# Statistics and Data Science

**Director of undergraduate studies:** Sekhar Tatikonda, Rm. 338, 17 Hillhouse Ave., 432-4714; statistics.yale.edu; Major FAQ and guide; undergraduate major checklist

Statistics is the science and art of prediction and explanation. The mathematical foundation of statistics lies in the theory of probability, which is applied to problems of making inferences and decisions under uncertainty. Practical statistical analysis also uses a variety of computational techniques, methods of visualizing and exploring data, methods of seeking and establishing structure and trends in data, and a mode of questioning and reasoning that quantifies uncertainty. Data science expands on statistics to encompass the entire life cycle of data, from its specification, gathering, and cleaning, through its management and analysis, to its use in making decisions and setting policy. This field is a natural outgrowth of statistics that incorporates advances in machine learning, data mining, and high-performance computing, along with domain expertise in the social sciences, natural sciences, engineering, management, medicine, and digital humanities.

Students majoring in Statistics and Data Science take courses in both mathematical and practical foundations. They are also encouraged to take courses in the discipline areas listed below.

The B.A. in Statistics and Data Science is designed to acquaint students with fundamental techniques in the field. The B.S. prepares students to participate in research efforts or to pursue graduate school in the study of data science.

#### Courses for Nonmajors and Majors

S&DS 100 and S&DS 101–109 and S&DS 123 (YData) assume knowledge of high-school mathematics only. Students who complete one of these courses should consider taking S&DS 230. This sequence provides a solid foundation for the major. Other courses for nonmajors include S&DS 110 and 160.

#### Prerequisites

Multivariable calculus is required and should be taken before or during the sophomore year. This requirement may be satisfied by one of MATH 120, ENAS 151, MATH 230, MATH 302, or the equivalent.

#### Requirements of the Major

Students who wish to major in Statistics and Data Science are encouraged to take S&DS 220 or a 100-level course followed by S&DS 230. Students should complete the calculus prerequisite and linear algebra requirement (MATH 222 or 225 or 226) as early as possible, as they provide mathematical background that is required in many courses.

**B.A. degree program** The B.A. degree program requires eleven courses, ten of which are from the seven discipline areas described below: MATH 222 or 225 or MATH 226 from Mathematical Foundations and Theory; two courses from Core Probability and Statistics; two courses that provide Computational Skills; two courses on Methods of Data Science; and three courses from any of the discipline areas subject to DUS approval.

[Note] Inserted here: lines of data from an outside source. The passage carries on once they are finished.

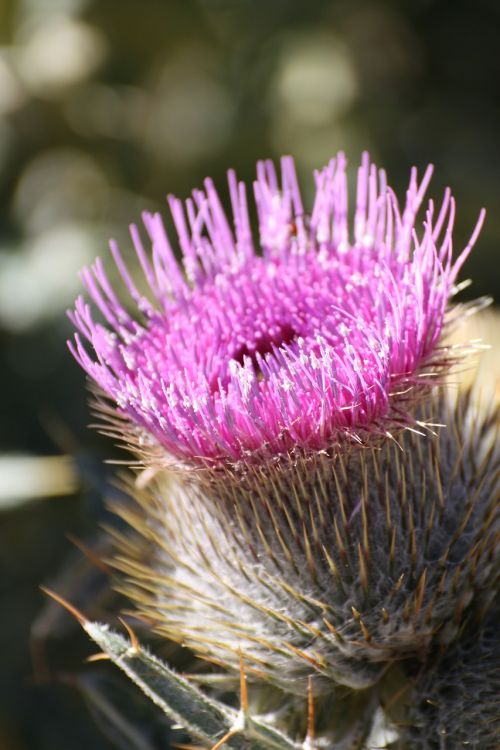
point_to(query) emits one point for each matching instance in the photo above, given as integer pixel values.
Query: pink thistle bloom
(314, 336)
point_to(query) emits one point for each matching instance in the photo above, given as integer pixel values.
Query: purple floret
(309, 338)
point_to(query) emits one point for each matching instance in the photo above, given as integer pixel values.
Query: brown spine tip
(67, 606)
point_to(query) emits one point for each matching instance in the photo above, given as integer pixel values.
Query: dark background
(106, 106)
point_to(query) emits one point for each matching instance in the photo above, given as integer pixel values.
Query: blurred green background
(107, 105)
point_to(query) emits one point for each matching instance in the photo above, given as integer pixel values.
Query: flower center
(266, 344)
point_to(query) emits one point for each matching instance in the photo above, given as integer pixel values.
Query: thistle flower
(332, 566)
(313, 338)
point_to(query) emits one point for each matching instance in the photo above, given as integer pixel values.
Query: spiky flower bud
(285, 522)
(331, 565)
(455, 699)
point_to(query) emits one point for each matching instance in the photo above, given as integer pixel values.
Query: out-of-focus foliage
(105, 105)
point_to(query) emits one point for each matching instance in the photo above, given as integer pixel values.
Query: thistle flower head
(312, 335)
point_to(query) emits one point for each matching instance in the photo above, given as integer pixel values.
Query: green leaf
(205, 718)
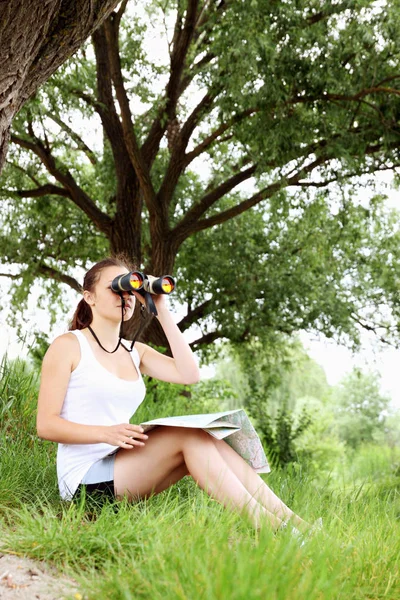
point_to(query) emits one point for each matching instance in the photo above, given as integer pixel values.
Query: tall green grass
(181, 544)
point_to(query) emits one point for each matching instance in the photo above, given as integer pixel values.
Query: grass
(181, 544)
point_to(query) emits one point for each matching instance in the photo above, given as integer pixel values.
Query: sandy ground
(25, 579)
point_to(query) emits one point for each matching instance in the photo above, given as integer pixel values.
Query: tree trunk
(36, 37)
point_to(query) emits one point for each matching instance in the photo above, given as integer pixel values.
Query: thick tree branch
(105, 106)
(102, 221)
(190, 221)
(36, 38)
(207, 339)
(183, 36)
(210, 139)
(50, 273)
(25, 172)
(44, 190)
(194, 315)
(132, 146)
(81, 145)
(177, 160)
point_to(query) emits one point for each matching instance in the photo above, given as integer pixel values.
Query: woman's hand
(124, 435)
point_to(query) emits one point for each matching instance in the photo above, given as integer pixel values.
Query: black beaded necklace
(120, 331)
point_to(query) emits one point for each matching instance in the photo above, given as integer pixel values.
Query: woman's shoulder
(141, 348)
(64, 345)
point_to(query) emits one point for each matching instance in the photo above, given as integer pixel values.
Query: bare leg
(172, 452)
(256, 486)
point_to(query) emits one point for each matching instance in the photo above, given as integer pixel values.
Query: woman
(89, 390)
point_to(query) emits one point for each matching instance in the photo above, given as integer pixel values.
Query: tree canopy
(228, 159)
(36, 38)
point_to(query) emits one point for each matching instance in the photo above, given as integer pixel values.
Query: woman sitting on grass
(89, 391)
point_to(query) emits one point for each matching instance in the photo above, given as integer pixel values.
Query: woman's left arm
(182, 367)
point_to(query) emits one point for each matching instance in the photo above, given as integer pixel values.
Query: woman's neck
(108, 333)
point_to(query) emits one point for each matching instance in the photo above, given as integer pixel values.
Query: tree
(360, 408)
(30, 54)
(215, 161)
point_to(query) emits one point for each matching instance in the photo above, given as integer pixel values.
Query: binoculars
(136, 281)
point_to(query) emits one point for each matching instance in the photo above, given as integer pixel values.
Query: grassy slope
(181, 544)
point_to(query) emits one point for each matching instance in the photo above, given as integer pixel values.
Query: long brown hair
(83, 314)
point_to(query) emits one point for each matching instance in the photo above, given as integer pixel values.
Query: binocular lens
(167, 285)
(126, 283)
(136, 280)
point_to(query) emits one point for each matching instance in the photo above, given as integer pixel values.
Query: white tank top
(94, 397)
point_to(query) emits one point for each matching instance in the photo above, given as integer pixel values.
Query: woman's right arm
(60, 360)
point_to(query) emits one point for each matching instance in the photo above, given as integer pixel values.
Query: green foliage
(303, 95)
(181, 541)
(360, 408)
(279, 434)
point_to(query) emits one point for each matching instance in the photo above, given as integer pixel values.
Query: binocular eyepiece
(136, 281)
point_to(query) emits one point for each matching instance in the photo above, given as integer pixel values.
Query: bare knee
(196, 437)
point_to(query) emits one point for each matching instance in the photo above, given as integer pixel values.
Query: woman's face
(104, 302)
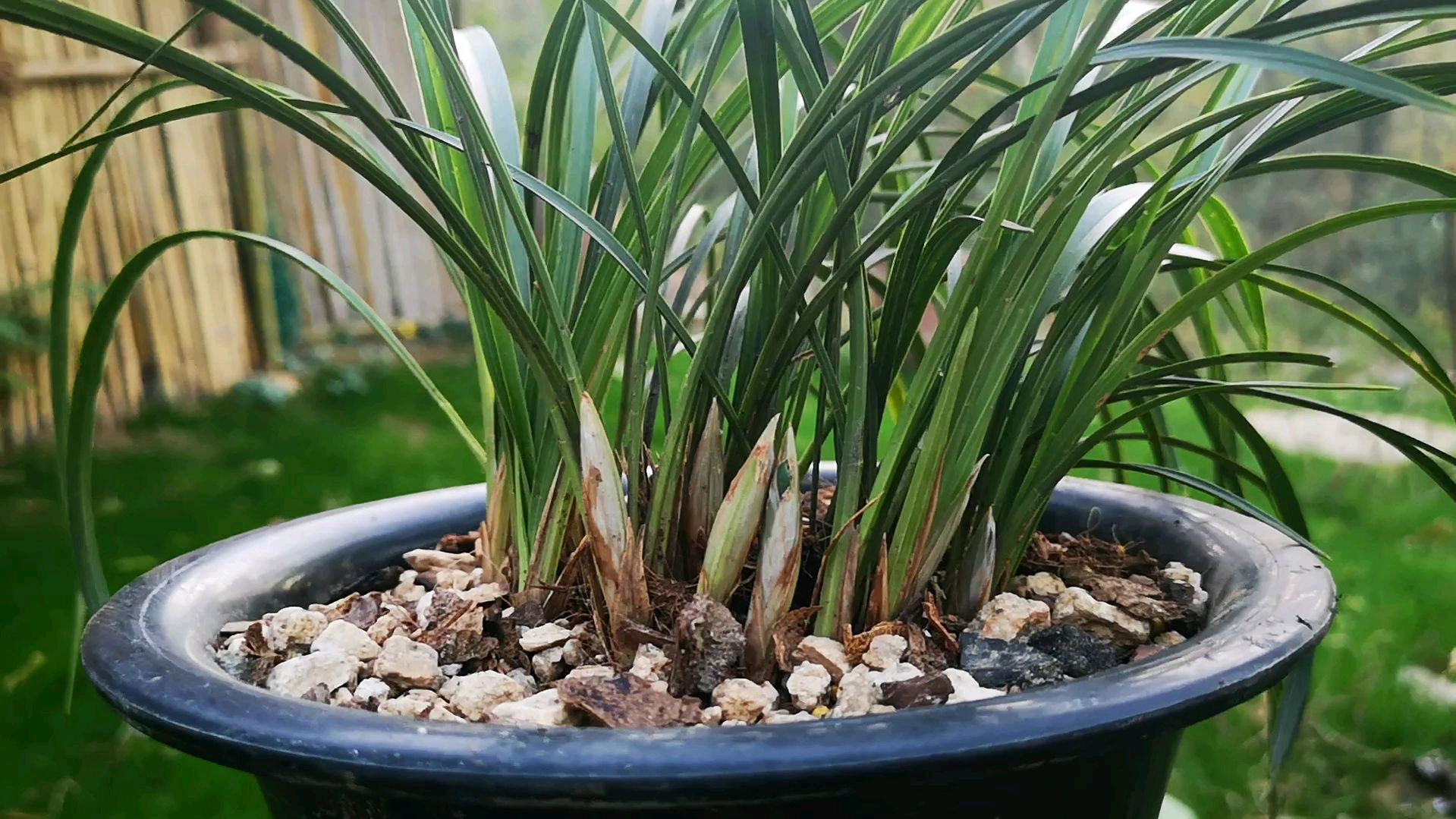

The remaining course is fulfilled through the senior requirement.

**B.S. degree program **The B.S. degree program requires fourteen courses, including all the requirements for the B.A. degree. (B.S. degree candidates must take S&DS 242 to fulfill the B.A. requirements.) The three remaining courses include one course chosen from the Mathematical Foundations and Theory discipline and two courses chosen from Core Probability and Statistics (not including S&DS 242), Computational Skills, Methods of Data Science, Mathematical Foundations and Theory, or Efficient Computation and Big Data discipline areas subject to DUS approval.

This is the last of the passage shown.